As the dust began to settle a nightmare form was revealed. Though he hadn’t seen it in decades, it was familiar to him. He had last seen a ghost of this shape made from swirling wind and sand. The reality of the being, in the flesh, was a thousand times more horrible.
It was all colors and no color, seeming to glow faintly from within, but shed no illumination in the pre-dawn gloom. It was a hundred feet tall or even more, and it trampled the remains of the Baasgarta city beneath mismatched feet of all shapes and sizes.
A tentacle formed and again swept through the ranks of soldiers, scattering scores and scooping up dozens more. As the tentacle retreated the body split into a great maw lined with teeth to receive it. The tentacle, covered in writhing, screaming men was inserted into the mouth and bitten off, the stump withdrawing into the body as it slammed shut with an audible crash. Other tentacles formed and swept or speared into the ranks, lifting more soldiers to the maws that formed to receive them.

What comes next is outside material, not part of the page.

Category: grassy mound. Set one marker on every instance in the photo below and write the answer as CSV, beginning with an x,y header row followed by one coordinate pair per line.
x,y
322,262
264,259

Each volley sent a rain of lead, bolts and quarrels rippling across the creature’s surface to no discernible effect. As Engvyr watched a ball formed from the surface of the massive body, then compressed into a tube and burst, sending a spray of spears far and wide over the formation. One of these weapons transfixed a nearby soldier. As he fell the end of the spear protruding from his chest collapsed into a plate. The portion standing out of his back writhed like a snake and spouted hundreds of legs and began to drag him back towards the creature. There was a ripple of movement across the battlefield as the same happened to other soldiers, some still screaming. With a cry of disgust Engvyr sprang forward, slashing through the 'spear' with his bayonet. It squirmed on the ground for a second before dissolving into foul-smelling smoke that made the dwarf choke and cough.
He heard shouted commands passing through the ranks before him. Someone down there was thinking; as the next sphere formed, thousands of guns focused on it and it burst almost instantly, some form of liquid rolling down the things flank. The soldiers cheered as the creature shuddered. The flesh around the wound did not immediately heal.